Franco Modigliani and Merton Miller both later won the Nobel Prize in economics, partly thanks to their groundbreaking work on what became known as the “M & M theorem”. Until then most companies had assumed that too much debt would affect the value of the firm, so their paper was a counterintuitive bombshell.
Their initial findings only held in a world without “frictions” — such as taxes, imperfect information and inefficient markets. But a later revisitation that incorporated the tax-deductibility enjoyed by interest payments showed that the value of an indebted company is actually higher than that of an unleveraged one. It eventually helped lay the intellectual groundwork for a dramatic erosion of corporate creditworthiness.
If the mix of funding is in practice irrelevant to the overall cost, why not leverage up and increase returns to shareholders that own the business, and, indirectly but no less importantly, corporate executives? Indeed, given that debt enjoys tax breaks in most countries, isn’t it almost irresponsible not to take advantage? When interest rates began to fall globally in the 1980s, many companies did just that. That executive compensation is largely tied to earnings per share was an additional incentive for companies to leverage up.
Later on, other economists would give the corporate borrowing binge more academic legitimacy by arguing that debt was a potent tool to ensure corporate discipline and therefore increase economic dynamism. This gave rise to the idea of “efficient” balance sheets layered with debt.
The result can be seen in the evolving distribution of corporate credit ratings. Four decades ago, Standard & Poor’s had given 65 companies around the world a spotless triple A rating, equal to almost 6 per cent of its total ratings.
Another 679 companies enjoyed ratings in the A range. Today there are only five — five! — companies with triple A ratings, out of nearly 5,000 companies. And under 14 per cent of all rated companies are in the A range.
Once again, we can see the cost all around us. For sure, the Covid-19 pandemic was an extraordinary shock that could have threatened the solvency of even the sturdiest company.
But the fact that so many companies around the world are far from sturdy is a major reason why governments and central banks had to go to eye-popping lengths to moderate a tidal wave of corporate bankruptcies.
Those efforts have largely been successful. Yet the cost has been gargantuan. After 2008, there was a reckoning with banks and how they fund themselves. After 2020, there should be a similar overhaul for companies.
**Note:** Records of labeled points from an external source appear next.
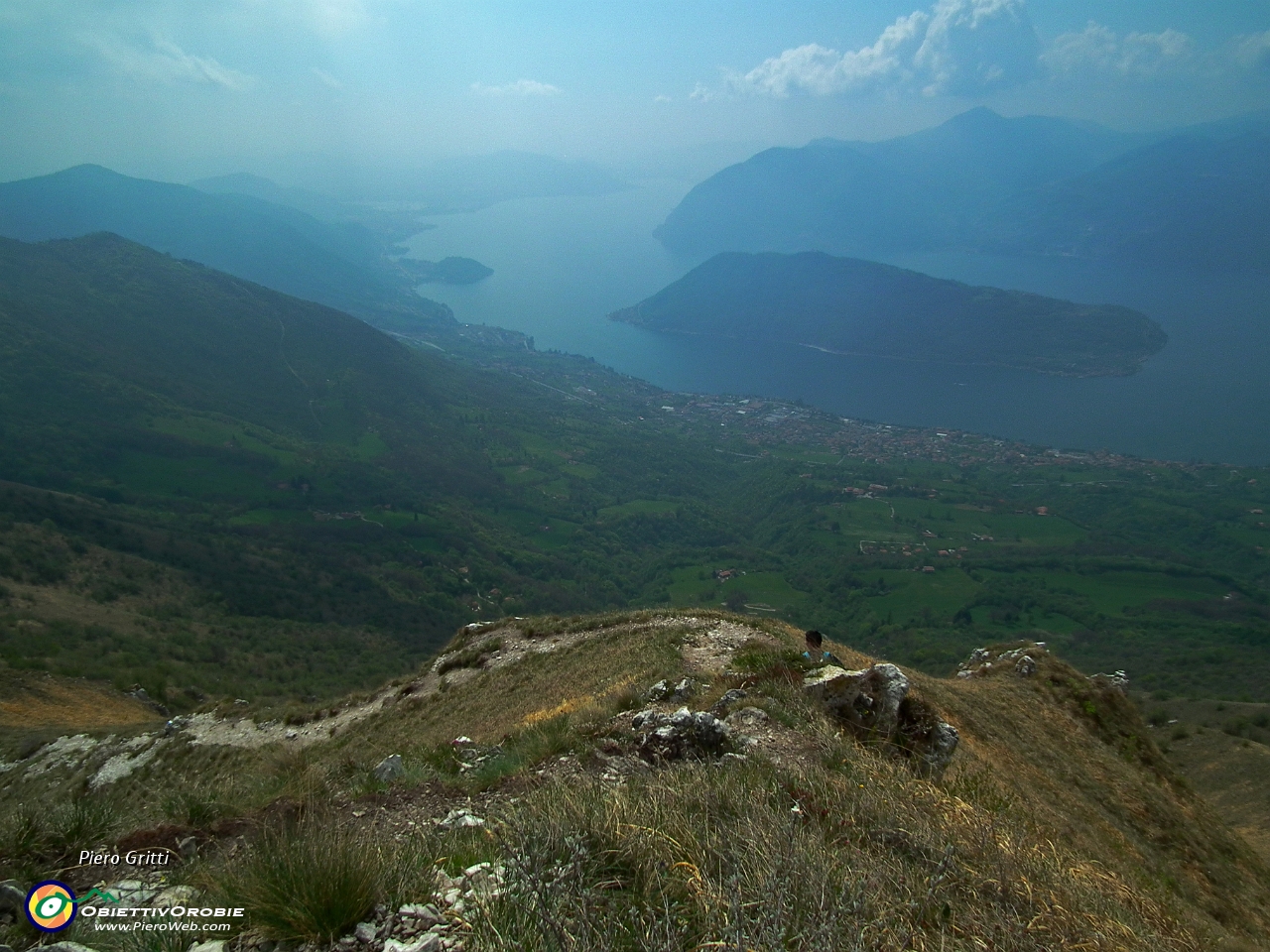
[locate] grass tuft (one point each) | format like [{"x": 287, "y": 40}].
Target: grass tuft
[{"x": 309, "y": 881}]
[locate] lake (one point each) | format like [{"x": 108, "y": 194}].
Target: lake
[{"x": 562, "y": 264}]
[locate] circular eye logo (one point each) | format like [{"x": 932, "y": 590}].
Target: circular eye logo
[{"x": 51, "y": 905}]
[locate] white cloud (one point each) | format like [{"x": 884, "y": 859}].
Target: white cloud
[
  {"x": 815, "y": 68},
  {"x": 961, "y": 48},
  {"x": 163, "y": 61},
  {"x": 1100, "y": 50},
  {"x": 521, "y": 87},
  {"x": 326, "y": 79}
]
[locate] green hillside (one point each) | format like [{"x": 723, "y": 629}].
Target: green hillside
[{"x": 852, "y": 306}]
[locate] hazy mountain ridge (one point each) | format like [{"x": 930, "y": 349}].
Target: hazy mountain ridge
[
  {"x": 1019, "y": 185},
  {"x": 853, "y": 306}
]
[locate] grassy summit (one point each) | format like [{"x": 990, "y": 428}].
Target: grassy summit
[
  {"x": 521, "y": 806},
  {"x": 852, "y": 306},
  {"x": 212, "y": 489}
]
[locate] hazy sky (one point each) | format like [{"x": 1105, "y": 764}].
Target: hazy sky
[{"x": 187, "y": 87}]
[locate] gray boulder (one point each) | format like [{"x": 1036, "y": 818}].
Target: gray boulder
[
  {"x": 729, "y": 698},
  {"x": 878, "y": 708},
  {"x": 683, "y": 734},
  {"x": 869, "y": 699}
]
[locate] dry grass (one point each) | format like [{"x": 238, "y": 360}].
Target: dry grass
[
  {"x": 39, "y": 702},
  {"x": 1080, "y": 763},
  {"x": 1060, "y": 824},
  {"x": 744, "y": 856}
]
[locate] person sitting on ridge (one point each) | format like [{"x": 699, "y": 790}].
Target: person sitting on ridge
[{"x": 816, "y": 652}]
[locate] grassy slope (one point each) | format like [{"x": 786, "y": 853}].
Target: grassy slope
[
  {"x": 182, "y": 443},
  {"x": 1055, "y": 826}
]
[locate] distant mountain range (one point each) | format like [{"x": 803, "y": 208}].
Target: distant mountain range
[
  {"x": 340, "y": 264},
  {"x": 846, "y": 304},
  {"x": 982, "y": 181}
]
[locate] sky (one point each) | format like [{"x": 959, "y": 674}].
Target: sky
[{"x": 187, "y": 87}]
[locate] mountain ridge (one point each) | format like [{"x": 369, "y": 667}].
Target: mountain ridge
[
  {"x": 281, "y": 248},
  {"x": 1008, "y": 185},
  {"x": 844, "y": 304}
]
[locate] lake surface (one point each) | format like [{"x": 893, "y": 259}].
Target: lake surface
[{"x": 562, "y": 264}]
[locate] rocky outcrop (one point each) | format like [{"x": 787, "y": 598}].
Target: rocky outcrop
[
  {"x": 662, "y": 737},
  {"x": 389, "y": 770},
  {"x": 875, "y": 703}
]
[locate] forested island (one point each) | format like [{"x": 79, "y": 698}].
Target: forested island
[
  {"x": 447, "y": 271},
  {"x": 851, "y": 306}
]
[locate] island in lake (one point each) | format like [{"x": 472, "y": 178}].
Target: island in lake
[
  {"x": 447, "y": 271},
  {"x": 851, "y": 306}
]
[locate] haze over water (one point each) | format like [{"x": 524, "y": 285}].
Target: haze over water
[{"x": 562, "y": 264}]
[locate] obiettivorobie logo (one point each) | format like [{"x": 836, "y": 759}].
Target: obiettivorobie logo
[{"x": 51, "y": 906}]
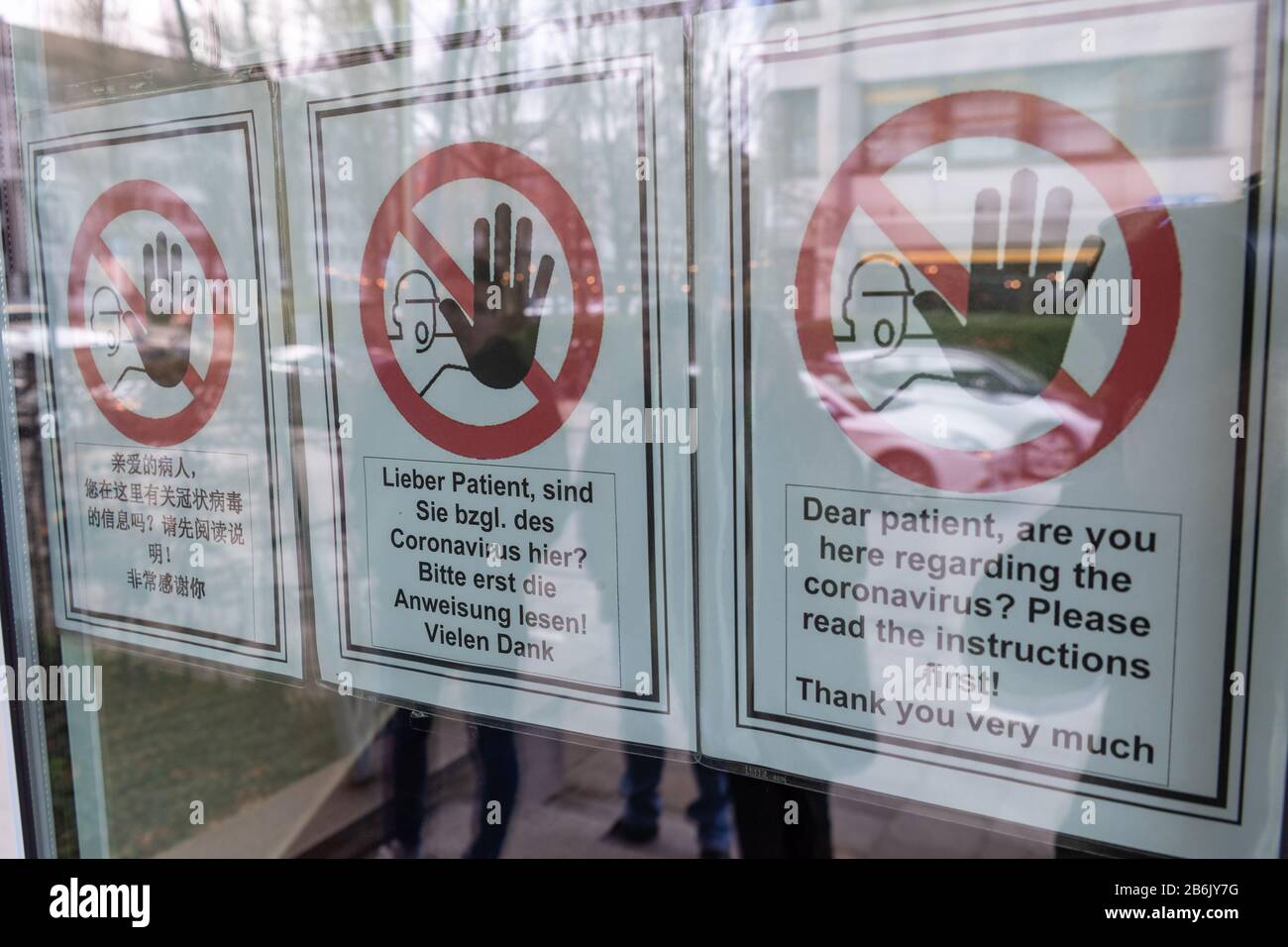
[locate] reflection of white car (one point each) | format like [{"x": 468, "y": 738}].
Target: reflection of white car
[
  {"x": 921, "y": 395},
  {"x": 307, "y": 361}
]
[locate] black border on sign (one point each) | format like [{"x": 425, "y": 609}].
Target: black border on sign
[
  {"x": 278, "y": 652},
  {"x": 402, "y": 97},
  {"x": 739, "y": 219}
]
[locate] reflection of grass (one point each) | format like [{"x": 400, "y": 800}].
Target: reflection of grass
[{"x": 172, "y": 735}]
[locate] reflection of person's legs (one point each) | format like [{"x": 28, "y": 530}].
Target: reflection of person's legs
[
  {"x": 643, "y": 802},
  {"x": 711, "y": 810},
  {"x": 410, "y": 755},
  {"x": 497, "y": 759}
]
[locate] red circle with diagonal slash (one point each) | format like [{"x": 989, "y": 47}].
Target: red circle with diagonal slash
[
  {"x": 555, "y": 397},
  {"x": 1125, "y": 185},
  {"x": 206, "y": 392}
]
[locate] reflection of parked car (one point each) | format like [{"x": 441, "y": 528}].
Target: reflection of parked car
[
  {"x": 921, "y": 394},
  {"x": 307, "y": 361}
]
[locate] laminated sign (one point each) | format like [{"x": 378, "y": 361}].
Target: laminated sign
[
  {"x": 494, "y": 379},
  {"x": 993, "y": 364},
  {"x": 163, "y": 428}
]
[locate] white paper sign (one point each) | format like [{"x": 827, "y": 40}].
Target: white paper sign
[
  {"x": 163, "y": 424},
  {"x": 489, "y": 260},
  {"x": 993, "y": 377}
]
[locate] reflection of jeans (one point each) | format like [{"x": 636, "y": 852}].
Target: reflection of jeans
[
  {"x": 644, "y": 804},
  {"x": 498, "y": 783}
]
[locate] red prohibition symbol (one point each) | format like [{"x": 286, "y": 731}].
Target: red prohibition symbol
[
  {"x": 555, "y": 397},
  {"x": 206, "y": 392},
  {"x": 1120, "y": 179}
]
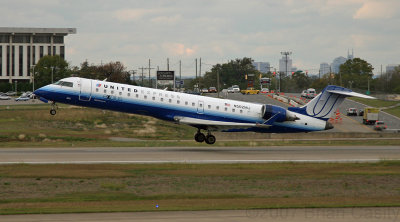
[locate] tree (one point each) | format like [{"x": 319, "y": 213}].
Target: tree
[
  {"x": 231, "y": 73},
  {"x": 49, "y": 66},
  {"x": 355, "y": 73},
  {"x": 112, "y": 71}
]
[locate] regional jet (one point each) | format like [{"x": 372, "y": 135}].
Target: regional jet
[{"x": 204, "y": 113}]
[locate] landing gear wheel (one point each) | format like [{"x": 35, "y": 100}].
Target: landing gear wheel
[
  {"x": 199, "y": 137},
  {"x": 210, "y": 139}
]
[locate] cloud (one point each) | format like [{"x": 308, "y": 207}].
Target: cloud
[
  {"x": 132, "y": 14},
  {"x": 377, "y": 10},
  {"x": 179, "y": 49}
]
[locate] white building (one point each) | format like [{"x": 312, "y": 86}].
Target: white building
[
  {"x": 285, "y": 66},
  {"x": 263, "y": 67},
  {"x": 324, "y": 68},
  {"x": 337, "y": 62},
  {"x": 391, "y": 67},
  {"x": 20, "y": 48}
]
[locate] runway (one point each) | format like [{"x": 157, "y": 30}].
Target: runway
[
  {"x": 307, "y": 215},
  {"x": 199, "y": 154}
]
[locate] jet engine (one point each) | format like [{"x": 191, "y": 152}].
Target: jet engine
[{"x": 280, "y": 114}]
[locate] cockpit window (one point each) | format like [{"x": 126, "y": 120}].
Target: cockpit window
[{"x": 69, "y": 84}]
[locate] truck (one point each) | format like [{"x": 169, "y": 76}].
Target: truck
[
  {"x": 370, "y": 115},
  {"x": 250, "y": 90}
]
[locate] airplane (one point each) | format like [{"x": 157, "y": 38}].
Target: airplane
[{"x": 202, "y": 112}]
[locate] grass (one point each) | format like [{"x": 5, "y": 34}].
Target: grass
[
  {"x": 62, "y": 188},
  {"x": 374, "y": 102}
]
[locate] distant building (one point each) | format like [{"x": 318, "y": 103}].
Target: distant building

The aim can obviously not be to immunise every company completely from every crisis.
But a shift from efficient to resilient balance sheets would be a long-term boon to the health of the financial system and the global economy.
Ideally, this should happen in response to the signals already being sent by markets: The shares of companies with stronger balance sheets have this year massively outperformed those with weaker ones, according to Goldman Sachs data.
But if this proves a fleeting phenomenon — as is likely — then more countries should start taking a hard look at the tax advantages enjoyed by debt. Such a draconian move can only be done carefully, over a long period of time.
But everyone would benefit from a world where companies once again aspire to be more creditworthy.